IODA: Detection and analysis of large-scale Internet infrastructure outages - Project Summary
The Internet Outage Detection and Analysis (IODA) project will apply successful results in analyzing large-scale Internet outages to the development, testing, and deployment of an operational capability to detect, monitor, and characterize future episodes of Internet connectivity disruptions.
Principal Investigators: Alberto Dainotti kc claffy kc claffy Alberto Dainotti
Funding source: CNS-1228994 Period of performance: September 1, 2012 - August 31, 2016.
Project Summary
Our dependence on the Internet has rapidly grown much stronger than our comprehension of its underlying structure, global dynamics, operational threats, and overall network health. Wide-scale Internet service disruptions and even politically motivated interference with Internet access in order to hinder anti-government organization are not new. But the scale, duration, coverage, and violent context of the government-mandated country-level Internet censorship episodes in 2011 inspired scientific as well as popular interest in capabilities to not only detect but quickly and thoroughly characterize the causes of reachability problems.

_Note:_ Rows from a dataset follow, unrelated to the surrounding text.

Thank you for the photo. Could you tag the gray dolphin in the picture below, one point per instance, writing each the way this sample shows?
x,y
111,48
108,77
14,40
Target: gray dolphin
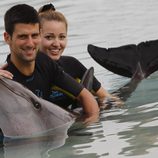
x,y
24,115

We have developed and demonstrated a methodology that can identify not only which networks have been affected by an outage, but also which techniques have been used to effect a deliberate disruption (e.g., control plane vs. data plane intervention). We have also developed metrics to quantitatively gauge the geographic and topological extent of impact of geophysical disasters on Internet infrastructure, and techniques to investigate the chronological dynamics of the outage and restoration. Our approach relies on:
- the extraction of signal from a pervasive and continuous source of malware-induced background radiation in Internet traffic (IBR);
- combining multiple types of data (active probing, passive IBR measurement, BGP routing data, and address geolocation and registry databases) to assess the scope and progression of the outage.
This project will result in an experimental operational deployment to validate and extend an empirically-grounded methodology for detection and analysis of large-scale Internet outages. In addition to improving our understanding of how measurements yield insights into network behavior, and strengthening our ability to model large scale complex networks, use of such a system will also illuminate infrastructure vulnerabilities that derive from architectural, topological, or economic constraints, suggesting how to mitigate or eliminate these weaknesses in future Internet architecture and measurement research. A deployed platform will be able to detect and monitor connectivity disruption and censorship events on a planetary scale thus enabling situational awareness of the nature and causes of network outages to national decision-makers who must determine the type and extent of proper response.
Management Plan
The requested budget supports approximately 2 full time positions (25 person-months of effort per year) at CAIDA. The main proposed tasks are overlapping in time and each task will inform the others:
- Task 1 : investigating and defining strategies and methodologies for how to combine multiple heterogeneous data sources to detect and characterize outage events (Years 1, 2, and 3);
- Task 2 : defining (and refining) the system requirements for continuous monitoring and (near) real-time analysis of outages as they occur (will start in the second half of Year 1);
- Task 3 : testing and experimental deployment of such a system (Years 2 and 3).
Additional ongoing project activities will include:
- developing project web pages to track project progress and disseminate data and tools;
- maintaining a blog for timely dissemination of analysis and discussion of detected events;
- coordination of our observations with other research and operational groups;
- interaction with various stakeholders interested in our results.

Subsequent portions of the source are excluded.